You want to buy an investment property and you need to borrow money to buy it but you might have bad credit.
You’ve heard or read somewhere that hard money loans are the types of loans that real estate investors use to buy investment properties. But you worry that maybe you won’t be able to qualify for a loan to buy real estate because you’ve had some credit problems in your past.
The good news is that most private money lenders don’t consider your credit history when approving loans on investment properties.
Most lenders are looking at the real estate asset that will be used as collateral for the loan rather than looking at your credit score. This is why they are called hard money loans, because they are loans against “hard” assets like real estate.
However there are some hard money lenders that do consider your credit score in loan approval. As you seek out lenders that lend in your geographic areas and compare interest rates and fees, make sure to ask each of them how credit score influences their lending decisions.

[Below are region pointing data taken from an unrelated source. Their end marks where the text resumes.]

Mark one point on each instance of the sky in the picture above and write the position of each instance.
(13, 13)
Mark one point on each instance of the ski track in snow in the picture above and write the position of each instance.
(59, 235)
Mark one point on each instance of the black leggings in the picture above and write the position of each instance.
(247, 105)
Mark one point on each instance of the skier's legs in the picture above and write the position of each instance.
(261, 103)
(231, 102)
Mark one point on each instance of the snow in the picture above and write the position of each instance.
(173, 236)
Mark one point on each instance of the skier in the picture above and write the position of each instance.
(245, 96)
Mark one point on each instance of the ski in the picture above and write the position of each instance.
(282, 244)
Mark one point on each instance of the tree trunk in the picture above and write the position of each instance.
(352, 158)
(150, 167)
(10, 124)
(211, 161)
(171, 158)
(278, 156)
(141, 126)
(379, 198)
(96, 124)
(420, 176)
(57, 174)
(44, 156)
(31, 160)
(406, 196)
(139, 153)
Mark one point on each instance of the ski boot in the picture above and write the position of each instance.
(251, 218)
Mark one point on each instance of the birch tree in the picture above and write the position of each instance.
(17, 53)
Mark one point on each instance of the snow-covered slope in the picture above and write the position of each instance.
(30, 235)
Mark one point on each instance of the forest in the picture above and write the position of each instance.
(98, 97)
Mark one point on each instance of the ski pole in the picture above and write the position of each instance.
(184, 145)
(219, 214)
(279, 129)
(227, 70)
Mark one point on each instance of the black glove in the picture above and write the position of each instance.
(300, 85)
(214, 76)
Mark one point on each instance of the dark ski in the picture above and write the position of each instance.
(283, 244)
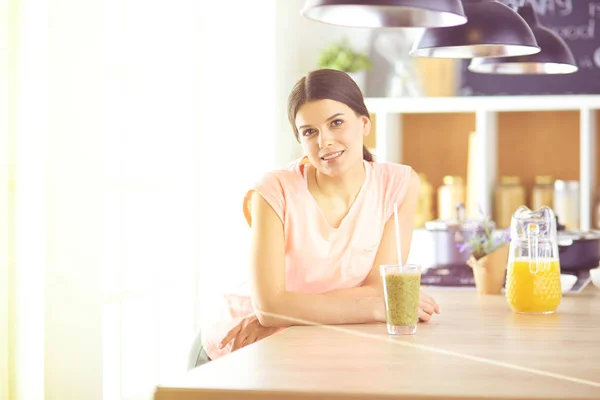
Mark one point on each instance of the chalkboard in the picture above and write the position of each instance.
(578, 23)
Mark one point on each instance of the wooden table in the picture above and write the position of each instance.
(476, 349)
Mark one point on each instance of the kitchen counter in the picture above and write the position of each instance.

If credit does weigh in as a factor for approval, the next question is, what is the minimum credit score requirement that they require? Some lenders will give a higher interest rate to borrowers with a low credit score, while other lenders may increase the down payment requirement of a borrower with a low credit score. Always ask the credit question upfront if you are unsure. You may also search in the lender’s website for specific requirements regarding credit.
So, can you get a hard money loan with bad credit to purchase an investment property? The answer is yes.
Of course you can. Foreclosures, bankruptcies, low credit scores, short sales.
No problem. And why? Why is a hard money lender going to lend to you if you have bad credit, whereas a bank won’t?
Well the answer is because a hard money lender is an asset based lender. This means that a hard money lender is lending on the real estate as collateral.
The Four C’s
Now a regular lender looks at the Four Cs. The four Cs when they’re determining whether to approve a loan or not approve a loan.
Credit is one of the four Cs. But what are the others?
Collateral, which is what we mentioned, the real estate, the property.
Character, the experience of the borrower or other characteristics about the borrower to weigh in into the lending decision.
And then finally, The Cash, how much cash do you have to bring into a purchase or if you already own the property, how much cash has been put into the property to date?
When you’re searching for hard money lenders and you’re comparing your options among lenders, make sure you know what the minimum credit score requirement is of that hard money lender because some hard money lenders yes they do, they have a minimum credit score requirement.
Know what that minimum requirement is before you get too far in the application process.
In fact, private money is one of the most popular means by which real estate investors with poor credit are able to purchase investment properties. While most hard money lenders don’t care about the credit scores of their borrowers, there are some lenders who do have credit score minimums or other credit-based criteria.
Do your homework on the specific requirements of each lender when comparing your loan options. If your credit score will affect your interest rate or will increase the amount of your down payment, you need to know!
By asking questions upfront about how credit score influences a lender’s lending decisions, you will avoid any surprises later down the road that may kill your real estate deal.